Domanda: Come terrai il contatto con noi dopo che avrai lasciato il corpo?

Sri Chinmoy: Avrò uno speciale telefono con operatori telefonici, esiste davvero. Ti racconterò un episodio divertente.

In India, intorno al 1951, ero seduto fuori di casa insieme al mio amico Jyotish. Mi era molto caro e feci questo solo per lui: voleva ricevere dei messaggi da sua madre che era morta sette o otto anni prima.

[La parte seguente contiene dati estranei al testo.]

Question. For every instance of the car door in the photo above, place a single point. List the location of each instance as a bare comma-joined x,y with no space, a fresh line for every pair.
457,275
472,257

Gli dissi: "Userò il mio telefono, porterò un messaggio da te a tua madre, poi riceverò un messaggio di risposta da lei che arriverà direttamente a te. Io le farò una domanda da parte tua, ma la risposta la riceverai tu." Feci tre domande e le risposte arrivarono e lui le ricevette e fu profondamente commosso. Per prima cosa mandai la sua anima e poi la mia da quella di sua madre, e dopo una conversazione lui ottenne direttamente i messaggi.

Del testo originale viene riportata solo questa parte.